オーナー向け情報

外国人賃貸を受け入れて入居率を上げる

特定技能導入による在留外国人の増加!
低入居率時代の救世主となりうるか?

 2019年4月より、在留資格「特定技能」が導入されました。新しい在留資格で、深刻な人手不足と認められた14の業種に、外国人の就労が解禁されました。制度が始まったばかりで、まだ整備しなければいけない問題は多くありますが、賃貸住宅のオーナーにとっては、低入居率時代の救世主になりうる存在として、現実的に考えていただければと思います。

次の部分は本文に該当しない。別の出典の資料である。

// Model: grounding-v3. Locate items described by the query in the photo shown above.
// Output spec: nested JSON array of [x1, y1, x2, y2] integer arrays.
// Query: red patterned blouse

 14業種とは①建設業、②造船・舶用工業、③自動車整備業、④航空業、⑤宿泊業、⑥介護、⑦ビルクリーニング、⑧農業、⑨漁業、⑩飲食料品製造業、⑪外食業、⑫素形材産業、⑬産業機械製造業、⑭電気電子情報関連産業になります。これらの業界での仕事は単純労働を含んでいるため、これまでは外国人が行うことはできませんでしたが、昨今の少子高齢化の影響が深刻で、このままでは業界そのものが立ち行かなくなることから、外国人労働者を受け入れることとなりました。2017年末の外国人労働者数は全国で128万人でしたが、現在政府主導で、これら特定技能外国人などを含め2025年には+50万人増計画があります。2018年末の在留外国人の総人口は約250万人、昨年対比増加率は7.5%まで上がってきています。確実に人口増が予測されるため、賃貸住宅への入居は増えいていくと考えられます。

【外国人賃貸の実情は?】
 では、在留外国人の部屋探し事情はどうでしょうか。多くの在留外国人は民間の賃貸住宅を求め、住まい探しを始めますが、そこには大きな壁があります。
 法務省が2017年に公表した「外国人住民調査報告書」によると、日本で住まいを探したことのある外国人約2000人のうち、39.3%が「外国人であることを理由に入居を断られた経験がある」と答えています。「外国人お断りと書かれた物件資料を見たのであきらめた」という回答が26.8%、「日本人の保証人がいないことを理由に入居を断られた」が41.2%でした。これが在留外国人の部屋探しの実情のようです。

【外国人賃貸を受け入れ入居率を上げるためには?】
 外国人賃貸を進めるにあたっては、事前に対応策を考えておくことは重要です。
 現在、不動産管理会社では、積極的に外国人専用の保証会社を活用しています。母国での保証人確保、属性確認を代行してくれます。さらに早期解約金、原状回復費用、更新量、家賃に至るまでの滞納保証プランもあります。また、外国語のコールセンターも複数できてきました。言葉の壁は大きいですが、必要なコミュニケーションを代行したり、翻訳したりするサービスが整ってきています。翻訳サービスのついたアプリやソフトを活用する場面も多くなってきました。オーナー様が最も気にされているのは、生活習慣やルールを知らなくてトラブルになるのではと感じている点ではないでしょうか?正直、これは文化の違いからくるものですから、入居時に最低限のルールブックなどによる説明と理解が必要です。日本人も海外に行けば全く違う文化から戸惑うことと同じです。相手を理解することが重要です。

 日本では久しぶりに経験する、人口増(急増する在留外国人)ですので、空室が増える賃貸業界にとっては、絶好の機会ととらえ、準備と心構えをもって推進していきましょう。